HASTINGS, CA – Jenny Pasternak, an ICU nurse, was “very worried” about her shift tonight. “I have been working as a nurse for 14 years and every day I come to work clueless, just faking it,” Jenny said. “It was such a relief tonight because as soon as I entered the room, I was directed on nursing care by a well-informed family member in the room.”
“You need to be checking her blood pressure on her right arm,” the family member told RN Pasternak.
“Why is that?” Jenny mistakenly questioned. “Does she have an AV fistula on the left, or a previous mastectomy?”
“No, because she’s right handed; that is where the blood pressure is at,” remarked the educated family member who didn’t buy all Jenny’s big medical jargon talk.
“You shouldn’t give her normal saline!
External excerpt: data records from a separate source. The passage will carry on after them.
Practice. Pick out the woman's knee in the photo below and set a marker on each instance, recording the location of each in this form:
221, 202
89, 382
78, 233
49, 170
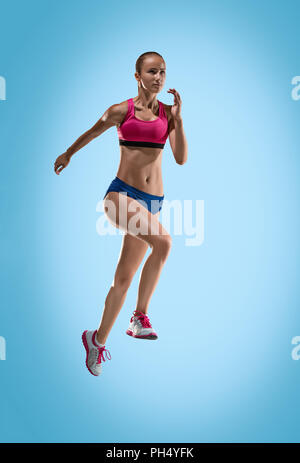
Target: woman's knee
122, 281
162, 245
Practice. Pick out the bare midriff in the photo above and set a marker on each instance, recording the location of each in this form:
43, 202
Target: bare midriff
140, 167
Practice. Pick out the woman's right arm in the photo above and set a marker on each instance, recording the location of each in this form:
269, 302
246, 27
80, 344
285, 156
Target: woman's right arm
112, 116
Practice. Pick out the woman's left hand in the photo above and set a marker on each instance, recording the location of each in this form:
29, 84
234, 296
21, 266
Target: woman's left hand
176, 108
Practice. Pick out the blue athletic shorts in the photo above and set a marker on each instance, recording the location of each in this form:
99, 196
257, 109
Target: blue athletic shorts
152, 202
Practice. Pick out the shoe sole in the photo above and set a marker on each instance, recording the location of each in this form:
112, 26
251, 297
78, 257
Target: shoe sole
83, 337
149, 336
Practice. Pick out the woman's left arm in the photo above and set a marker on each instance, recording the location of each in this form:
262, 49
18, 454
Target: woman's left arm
177, 137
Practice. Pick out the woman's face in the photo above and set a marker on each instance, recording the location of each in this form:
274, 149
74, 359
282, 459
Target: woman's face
153, 72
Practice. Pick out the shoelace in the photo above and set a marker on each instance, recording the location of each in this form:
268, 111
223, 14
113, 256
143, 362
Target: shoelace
101, 354
143, 318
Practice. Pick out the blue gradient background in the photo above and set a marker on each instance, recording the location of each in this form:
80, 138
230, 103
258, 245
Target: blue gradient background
225, 311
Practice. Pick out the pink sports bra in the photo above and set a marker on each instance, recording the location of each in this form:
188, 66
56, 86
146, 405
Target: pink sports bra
135, 132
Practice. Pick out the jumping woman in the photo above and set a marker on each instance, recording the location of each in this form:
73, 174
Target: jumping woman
143, 125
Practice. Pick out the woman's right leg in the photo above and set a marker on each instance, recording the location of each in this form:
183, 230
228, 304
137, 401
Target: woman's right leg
154, 235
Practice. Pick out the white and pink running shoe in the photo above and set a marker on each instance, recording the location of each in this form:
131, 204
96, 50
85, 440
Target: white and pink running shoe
94, 352
140, 326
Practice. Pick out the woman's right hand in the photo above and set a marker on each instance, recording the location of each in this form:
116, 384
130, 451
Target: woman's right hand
61, 162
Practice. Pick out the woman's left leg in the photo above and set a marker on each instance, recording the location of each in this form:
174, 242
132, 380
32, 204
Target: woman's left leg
132, 253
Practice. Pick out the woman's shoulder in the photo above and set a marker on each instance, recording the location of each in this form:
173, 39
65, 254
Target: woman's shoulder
167, 109
118, 111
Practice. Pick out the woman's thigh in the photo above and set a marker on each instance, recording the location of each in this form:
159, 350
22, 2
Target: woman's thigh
131, 255
129, 215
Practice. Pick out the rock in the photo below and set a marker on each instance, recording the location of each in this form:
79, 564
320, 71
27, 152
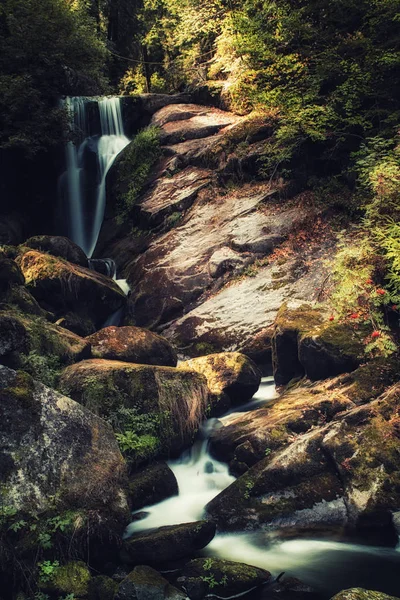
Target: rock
161, 405
10, 274
102, 588
167, 543
360, 594
53, 448
132, 344
231, 373
65, 287
58, 246
151, 485
144, 583
211, 576
72, 578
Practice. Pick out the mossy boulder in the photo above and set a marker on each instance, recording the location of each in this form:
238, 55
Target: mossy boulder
58, 246
102, 587
167, 544
63, 287
211, 576
151, 485
161, 407
132, 344
146, 583
289, 324
71, 578
360, 594
230, 373
61, 463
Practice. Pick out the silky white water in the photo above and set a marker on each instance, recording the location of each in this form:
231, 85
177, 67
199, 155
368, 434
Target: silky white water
85, 213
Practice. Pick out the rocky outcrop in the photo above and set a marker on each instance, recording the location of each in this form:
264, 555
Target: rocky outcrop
229, 373
161, 407
339, 474
132, 344
59, 246
61, 287
151, 485
210, 576
146, 583
167, 544
57, 460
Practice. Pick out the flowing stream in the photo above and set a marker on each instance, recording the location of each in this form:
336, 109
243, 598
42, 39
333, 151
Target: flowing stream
327, 566
99, 137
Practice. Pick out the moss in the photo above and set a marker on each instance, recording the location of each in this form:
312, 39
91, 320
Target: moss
72, 578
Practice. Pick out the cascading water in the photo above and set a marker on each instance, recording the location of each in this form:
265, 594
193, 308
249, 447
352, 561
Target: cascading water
82, 187
328, 566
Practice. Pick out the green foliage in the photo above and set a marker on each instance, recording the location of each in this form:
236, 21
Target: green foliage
135, 167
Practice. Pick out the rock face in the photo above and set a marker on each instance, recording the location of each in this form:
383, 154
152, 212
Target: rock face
172, 402
167, 544
58, 246
132, 344
53, 448
229, 373
196, 261
152, 485
63, 287
328, 463
144, 583
204, 576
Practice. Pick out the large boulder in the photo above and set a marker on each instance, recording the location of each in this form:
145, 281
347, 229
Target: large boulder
211, 576
58, 246
132, 344
62, 287
231, 373
61, 463
144, 583
162, 406
167, 544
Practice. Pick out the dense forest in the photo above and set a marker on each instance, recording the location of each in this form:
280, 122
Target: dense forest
246, 156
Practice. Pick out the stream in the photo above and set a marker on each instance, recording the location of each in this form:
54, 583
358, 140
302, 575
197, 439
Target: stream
327, 566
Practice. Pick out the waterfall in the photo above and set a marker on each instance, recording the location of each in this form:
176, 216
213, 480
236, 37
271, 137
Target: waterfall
82, 187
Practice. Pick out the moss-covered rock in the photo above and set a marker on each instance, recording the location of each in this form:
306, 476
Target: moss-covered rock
64, 287
212, 576
132, 344
62, 463
157, 410
151, 485
144, 582
360, 594
71, 578
102, 588
167, 543
230, 373
58, 246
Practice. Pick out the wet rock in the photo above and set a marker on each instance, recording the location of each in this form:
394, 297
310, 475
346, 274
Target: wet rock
161, 405
151, 485
167, 543
360, 594
102, 588
52, 447
71, 578
59, 246
65, 287
231, 373
211, 576
132, 344
144, 583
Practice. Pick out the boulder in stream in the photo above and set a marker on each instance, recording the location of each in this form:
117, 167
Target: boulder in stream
132, 344
167, 544
226, 579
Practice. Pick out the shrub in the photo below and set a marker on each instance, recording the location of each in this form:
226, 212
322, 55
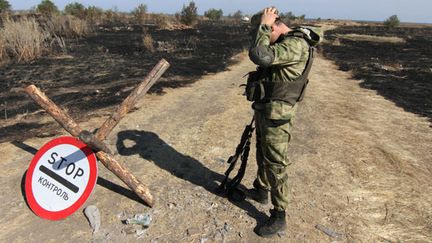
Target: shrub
94, 14
68, 26
238, 15
23, 40
189, 14
75, 9
392, 21
214, 14
148, 43
47, 8
4, 6
140, 13
162, 21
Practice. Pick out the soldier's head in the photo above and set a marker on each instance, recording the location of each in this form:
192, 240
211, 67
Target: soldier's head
278, 27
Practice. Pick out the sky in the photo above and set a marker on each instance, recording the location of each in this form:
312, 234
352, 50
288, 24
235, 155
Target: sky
374, 10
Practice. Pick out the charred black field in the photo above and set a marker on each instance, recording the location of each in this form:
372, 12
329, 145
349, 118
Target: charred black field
397, 62
101, 70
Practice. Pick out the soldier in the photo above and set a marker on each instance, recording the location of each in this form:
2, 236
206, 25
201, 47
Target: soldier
284, 58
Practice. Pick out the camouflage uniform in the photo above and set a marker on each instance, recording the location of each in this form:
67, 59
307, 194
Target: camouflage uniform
286, 60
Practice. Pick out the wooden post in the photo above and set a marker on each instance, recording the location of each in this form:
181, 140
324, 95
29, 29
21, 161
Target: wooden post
74, 129
132, 99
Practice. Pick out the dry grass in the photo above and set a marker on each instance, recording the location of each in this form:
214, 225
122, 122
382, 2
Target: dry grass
372, 38
68, 26
23, 40
148, 43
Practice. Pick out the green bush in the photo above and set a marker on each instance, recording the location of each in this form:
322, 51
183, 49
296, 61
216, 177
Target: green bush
189, 14
392, 21
238, 15
4, 6
47, 8
94, 14
23, 40
75, 9
139, 13
214, 14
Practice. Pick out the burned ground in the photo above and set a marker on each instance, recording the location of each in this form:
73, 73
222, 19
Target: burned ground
399, 71
101, 70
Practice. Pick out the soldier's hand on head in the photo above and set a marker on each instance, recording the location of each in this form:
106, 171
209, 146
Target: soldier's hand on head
269, 16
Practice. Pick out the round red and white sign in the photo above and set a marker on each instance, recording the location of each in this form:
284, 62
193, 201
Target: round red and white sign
60, 178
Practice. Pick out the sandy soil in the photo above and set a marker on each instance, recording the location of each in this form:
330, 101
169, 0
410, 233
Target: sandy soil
362, 169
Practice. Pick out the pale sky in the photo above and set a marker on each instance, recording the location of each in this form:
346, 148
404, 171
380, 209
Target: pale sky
376, 10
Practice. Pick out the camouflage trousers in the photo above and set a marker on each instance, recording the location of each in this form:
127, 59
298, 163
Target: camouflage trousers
273, 124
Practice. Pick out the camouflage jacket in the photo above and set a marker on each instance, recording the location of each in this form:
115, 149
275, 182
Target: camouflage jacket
286, 59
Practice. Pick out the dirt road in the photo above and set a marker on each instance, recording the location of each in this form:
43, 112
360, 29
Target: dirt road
361, 171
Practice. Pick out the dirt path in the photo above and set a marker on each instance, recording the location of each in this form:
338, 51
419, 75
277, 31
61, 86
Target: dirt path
362, 169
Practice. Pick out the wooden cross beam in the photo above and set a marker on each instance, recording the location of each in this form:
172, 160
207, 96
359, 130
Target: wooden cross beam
96, 141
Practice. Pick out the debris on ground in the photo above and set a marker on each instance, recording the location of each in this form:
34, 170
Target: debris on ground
140, 219
93, 216
329, 232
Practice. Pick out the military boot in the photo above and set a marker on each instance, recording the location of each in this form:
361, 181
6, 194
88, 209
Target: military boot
258, 194
275, 224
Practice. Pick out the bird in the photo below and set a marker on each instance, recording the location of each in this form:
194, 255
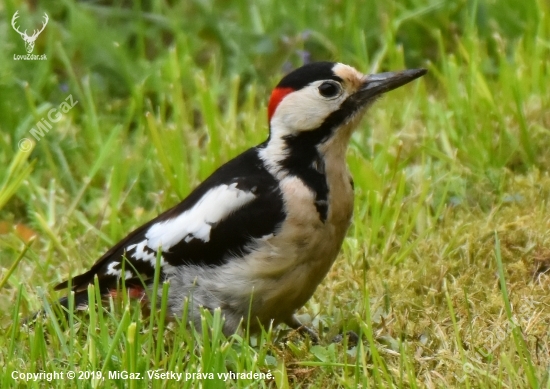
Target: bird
257, 237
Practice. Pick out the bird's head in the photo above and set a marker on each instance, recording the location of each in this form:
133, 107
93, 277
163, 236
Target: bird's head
314, 101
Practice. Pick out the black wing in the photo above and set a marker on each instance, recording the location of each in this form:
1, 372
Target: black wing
239, 202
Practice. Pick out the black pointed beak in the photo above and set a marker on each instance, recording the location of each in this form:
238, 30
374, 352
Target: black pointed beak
377, 84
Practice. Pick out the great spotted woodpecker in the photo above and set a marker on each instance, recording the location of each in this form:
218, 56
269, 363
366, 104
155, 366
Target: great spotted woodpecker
259, 235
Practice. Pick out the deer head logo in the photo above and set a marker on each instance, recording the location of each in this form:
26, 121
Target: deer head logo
29, 40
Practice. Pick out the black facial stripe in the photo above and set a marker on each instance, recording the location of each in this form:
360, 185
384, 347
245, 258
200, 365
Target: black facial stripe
307, 74
303, 154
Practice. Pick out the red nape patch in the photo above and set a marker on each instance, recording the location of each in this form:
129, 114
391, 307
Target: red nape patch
133, 293
276, 96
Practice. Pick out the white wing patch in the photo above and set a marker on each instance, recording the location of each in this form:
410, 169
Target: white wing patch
197, 222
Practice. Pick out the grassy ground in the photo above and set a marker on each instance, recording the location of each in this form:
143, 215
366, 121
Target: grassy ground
443, 272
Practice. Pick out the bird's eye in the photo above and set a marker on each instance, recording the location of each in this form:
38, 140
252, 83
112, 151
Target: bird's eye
329, 89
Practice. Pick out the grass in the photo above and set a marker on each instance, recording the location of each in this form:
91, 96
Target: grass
443, 272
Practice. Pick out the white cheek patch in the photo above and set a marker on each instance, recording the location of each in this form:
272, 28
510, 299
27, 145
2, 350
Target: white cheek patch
197, 222
303, 110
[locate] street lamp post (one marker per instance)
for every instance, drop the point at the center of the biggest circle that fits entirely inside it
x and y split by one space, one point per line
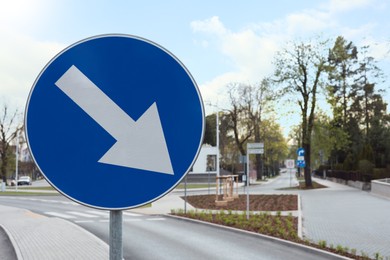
17 160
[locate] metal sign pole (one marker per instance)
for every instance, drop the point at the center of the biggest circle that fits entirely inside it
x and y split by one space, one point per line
116 243
247 184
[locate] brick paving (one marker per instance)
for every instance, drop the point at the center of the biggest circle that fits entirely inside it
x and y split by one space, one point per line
341 215
36 237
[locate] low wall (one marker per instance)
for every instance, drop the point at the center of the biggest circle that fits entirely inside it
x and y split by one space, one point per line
381 187
355 184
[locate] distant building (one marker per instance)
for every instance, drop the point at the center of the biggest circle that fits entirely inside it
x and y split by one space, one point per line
207 161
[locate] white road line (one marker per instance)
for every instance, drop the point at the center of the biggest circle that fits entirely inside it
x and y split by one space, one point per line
132 219
84 221
60 215
155 219
81 214
130 214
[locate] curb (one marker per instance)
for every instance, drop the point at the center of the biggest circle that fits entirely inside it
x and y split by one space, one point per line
269 238
13 242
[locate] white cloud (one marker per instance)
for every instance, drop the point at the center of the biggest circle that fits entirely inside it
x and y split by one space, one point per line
212 25
346 5
21 60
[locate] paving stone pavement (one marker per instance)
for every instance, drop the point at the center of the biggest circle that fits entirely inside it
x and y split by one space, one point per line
36 237
342 215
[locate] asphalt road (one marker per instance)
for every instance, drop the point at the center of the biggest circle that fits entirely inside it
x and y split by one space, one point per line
161 237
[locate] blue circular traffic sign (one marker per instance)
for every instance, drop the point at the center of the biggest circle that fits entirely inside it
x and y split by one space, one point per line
114 121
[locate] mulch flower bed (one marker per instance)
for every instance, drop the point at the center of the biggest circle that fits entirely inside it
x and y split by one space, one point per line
256 202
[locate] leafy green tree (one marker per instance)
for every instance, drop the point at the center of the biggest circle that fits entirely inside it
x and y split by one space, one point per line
9 126
342 69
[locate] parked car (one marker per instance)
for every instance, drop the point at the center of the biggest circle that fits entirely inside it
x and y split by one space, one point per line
24 180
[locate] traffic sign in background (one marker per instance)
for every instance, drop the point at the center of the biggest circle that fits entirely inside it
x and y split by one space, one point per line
114 121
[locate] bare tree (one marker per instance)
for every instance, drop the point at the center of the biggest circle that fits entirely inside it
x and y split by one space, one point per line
9 126
248 105
300 68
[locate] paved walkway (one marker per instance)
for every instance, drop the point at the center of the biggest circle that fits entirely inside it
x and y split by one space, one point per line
339 215
36 237
342 215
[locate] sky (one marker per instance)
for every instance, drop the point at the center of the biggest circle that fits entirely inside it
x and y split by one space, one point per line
220 41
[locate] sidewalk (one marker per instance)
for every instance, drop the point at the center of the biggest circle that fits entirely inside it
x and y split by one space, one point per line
342 215
36 237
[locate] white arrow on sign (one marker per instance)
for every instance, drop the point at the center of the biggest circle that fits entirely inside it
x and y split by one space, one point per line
139 144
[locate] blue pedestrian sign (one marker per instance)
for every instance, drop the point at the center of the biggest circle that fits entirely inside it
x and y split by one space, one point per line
114 121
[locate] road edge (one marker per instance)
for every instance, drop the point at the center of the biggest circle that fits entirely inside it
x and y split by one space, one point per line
270 238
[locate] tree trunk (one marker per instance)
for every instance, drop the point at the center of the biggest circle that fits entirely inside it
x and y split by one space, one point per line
307 173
She is on a low sodium diet,” the family member later instructed her.
“Oh no, Mom’s flat-lining, call a Code Blue!” Jenny reacted to the outburst by simply placing the pulse oximeter back on the talking patient’s finger.
“That was a close call!” the vigilant family member said while holding her hand over her mouth. “Good thing I was here to notice it. What would this hospital do without me here to notice and watch my relative?”
When speaking about the patient’s ultrasound, the family member’s medical knowledge started to truly flow out. “Ah [excuse me], nurse? When Mom was having her ultrasound I saw gallstones but the radiologist said he didn’t see anything!” Jenny stared at her with utter confusion.
“I want to fire that radiologist and get a new one. Have the new one look again,” demanded the ultrasonographer expert, who seemed to have a Google degree from patient doctor school in San Jose.
The family member also requested a more natural approach: “If she needs her gallbladder out, we want just the stones removed not the gallbladder, she wants to keep all her organs. It’s more natural.”
“Why is there an air bubble in the IV line? You know air can kill somebody. Stop that IV from flowing,” persisted the hawk-eyed family member.
Jenny was floored by this family member’s vast knowledge and just had to ask, “Are you in health care or something?”
“No, but my aunt is a nurse. She is a CNA in Chicago.”